The attendance was due to the rising number of COVID-19 infections at the time, but Gallaty said he was still confident about what God had told him about many being ready for baptism.

As many as 99 people were baptized that day, he recalled, adding that as he was sitting outside his house that evening, God “showed me, ‘These are the heavy raindrops, Robby, before the torrential downpour that’s coming.’”

The pastor said he then shared his vision with his fellow church leaders and, on the following Tuesday, which was three days before Christmas, they held a baptism-only service.

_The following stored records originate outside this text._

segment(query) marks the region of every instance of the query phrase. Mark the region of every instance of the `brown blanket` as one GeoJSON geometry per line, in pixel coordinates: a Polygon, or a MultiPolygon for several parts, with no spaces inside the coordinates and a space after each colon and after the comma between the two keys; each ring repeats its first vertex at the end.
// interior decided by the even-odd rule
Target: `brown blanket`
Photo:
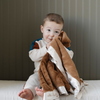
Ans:
{"type": "Polygon", "coordinates": [[[51,92],[55,93],[55,90],[57,90],[53,95],[55,97],[58,97],[57,93],[68,95],[69,92],[74,92],[75,96],[77,96],[80,91],[81,80],[74,62],[65,49],[65,47],[70,47],[70,42],[66,33],[62,32],[60,36],[52,41],[51,48],[48,49],[48,52],[41,60],[39,69],[40,84],[44,93],[47,93],[49,97],[51,92]],[[52,50],[54,53],[52,53],[52,50]],[[55,54],[58,56],[55,57],[55,54]],[[62,66],[59,66],[60,61],[57,60],[59,61],[57,62],[55,59],[60,59],[62,66]]]}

Another 81 people showed up that day for baptism.

As Gallaty streamed the service online, many traveled to his church and its two satellite campuses later for baptism, and at least two of them came all the way from Maine, more than 1,300 miles away.

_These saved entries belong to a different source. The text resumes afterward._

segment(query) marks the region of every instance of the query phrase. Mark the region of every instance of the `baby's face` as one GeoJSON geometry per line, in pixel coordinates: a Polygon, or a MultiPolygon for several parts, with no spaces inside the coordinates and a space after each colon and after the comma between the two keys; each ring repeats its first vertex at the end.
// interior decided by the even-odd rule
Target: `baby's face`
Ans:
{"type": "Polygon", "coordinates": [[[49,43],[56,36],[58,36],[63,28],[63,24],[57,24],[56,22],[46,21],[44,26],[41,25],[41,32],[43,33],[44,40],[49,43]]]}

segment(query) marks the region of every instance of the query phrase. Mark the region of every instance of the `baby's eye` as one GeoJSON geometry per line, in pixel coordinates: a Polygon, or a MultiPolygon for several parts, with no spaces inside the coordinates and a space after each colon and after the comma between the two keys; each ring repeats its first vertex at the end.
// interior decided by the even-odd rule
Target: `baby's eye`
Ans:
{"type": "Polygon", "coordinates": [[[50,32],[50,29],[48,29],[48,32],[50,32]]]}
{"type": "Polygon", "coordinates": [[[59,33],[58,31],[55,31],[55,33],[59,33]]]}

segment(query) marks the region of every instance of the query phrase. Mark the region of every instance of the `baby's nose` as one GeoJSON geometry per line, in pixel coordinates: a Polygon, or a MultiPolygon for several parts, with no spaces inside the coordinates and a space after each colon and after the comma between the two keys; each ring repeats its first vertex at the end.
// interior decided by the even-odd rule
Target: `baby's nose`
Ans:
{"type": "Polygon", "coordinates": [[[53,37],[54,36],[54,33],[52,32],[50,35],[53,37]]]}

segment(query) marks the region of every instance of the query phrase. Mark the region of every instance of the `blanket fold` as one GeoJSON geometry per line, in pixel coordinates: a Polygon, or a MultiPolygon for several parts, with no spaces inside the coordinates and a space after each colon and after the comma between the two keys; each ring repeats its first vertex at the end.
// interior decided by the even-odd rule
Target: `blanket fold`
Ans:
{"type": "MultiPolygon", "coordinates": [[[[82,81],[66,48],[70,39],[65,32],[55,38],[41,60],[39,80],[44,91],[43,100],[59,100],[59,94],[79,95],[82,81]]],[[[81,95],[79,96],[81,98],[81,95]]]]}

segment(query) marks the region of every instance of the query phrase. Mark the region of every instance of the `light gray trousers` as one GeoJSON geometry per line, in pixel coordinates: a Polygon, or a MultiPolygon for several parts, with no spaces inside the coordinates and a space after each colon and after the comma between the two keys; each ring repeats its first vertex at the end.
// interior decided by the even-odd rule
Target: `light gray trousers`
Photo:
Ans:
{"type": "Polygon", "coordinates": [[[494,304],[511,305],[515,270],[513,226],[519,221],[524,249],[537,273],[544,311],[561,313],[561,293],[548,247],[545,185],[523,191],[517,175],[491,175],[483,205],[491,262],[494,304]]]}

Gallaty stressed that the revival he saw wouldn’t have been possible had he not dealt with the sin in his own life — pride, jealousy and arrogance.

“I went to the porch every night to sit with the Lord, thinking that He was going to fix the problems in my church,” he shared. “I was really frustrated. … I said, ‘Lord, you fix the problems in my staff. I need you to fix the problems in my church. I need you to fix the deacons. I need you to fix the country.’ And here’s what the Lord showed me. About two months in, God showed me, ‘The problem is not with your church. It’s not with your staff. The problem is you. You’re the problem.’”

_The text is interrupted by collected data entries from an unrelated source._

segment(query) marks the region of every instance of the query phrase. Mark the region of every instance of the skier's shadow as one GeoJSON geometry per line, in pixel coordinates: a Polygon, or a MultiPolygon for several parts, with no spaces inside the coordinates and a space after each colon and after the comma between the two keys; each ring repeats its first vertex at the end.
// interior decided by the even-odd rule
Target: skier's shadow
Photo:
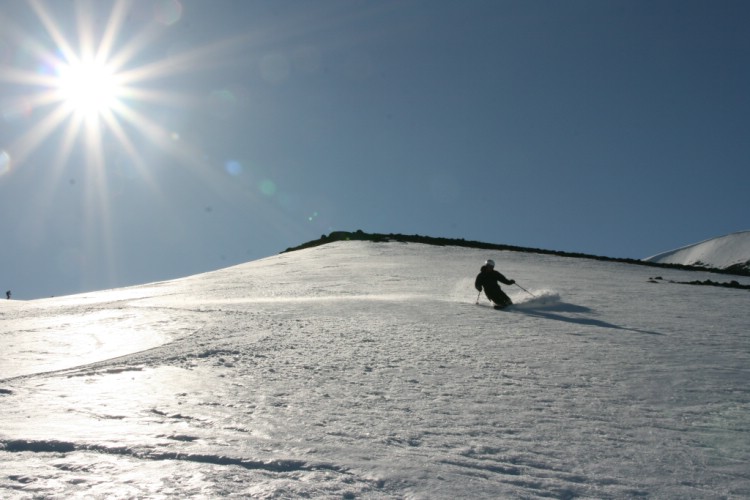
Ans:
{"type": "Polygon", "coordinates": [[[528,304],[526,306],[519,305],[513,308],[513,310],[519,313],[526,314],[527,316],[534,316],[536,318],[543,318],[543,319],[549,319],[549,320],[554,320],[554,321],[564,321],[565,323],[573,323],[576,325],[598,326],[600,328],[612,328],[614,330],[624,330],[628,332],[645,333],[648,335],[664,335],[663,333],[659,333],[659,332],[652,332],[649,330],[639,330],[638,328],[628,328],[625,326],[615,325],[614,323],[609,323],[607,321],[601,321],[598,319],[565,316],[560,313],[587,314],[587,313],[593,312],[593,310],[588,307],[579,306],[575,304],[568,304],[565,302],[556,302],[550,305],[532,305],[532,304],[528,304]]]}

The church describes its mission as: “We exist to be disciples who make disciples of all nations.”

The church's website says Gallaty battled a drug addiction for three years, which ravaged his life. "A $180 a day heroin and cocaine addiction forced him to steal $15,000 from his parents. After living without gas, electricity, and water for months, losing eight of his friends to drug-related deaths, watching six friends be arrested, and completing two rehab treatments, Robby remembered the Gospel that was shared with him by a friend in college and was radically saved on Nov. 12, 2002."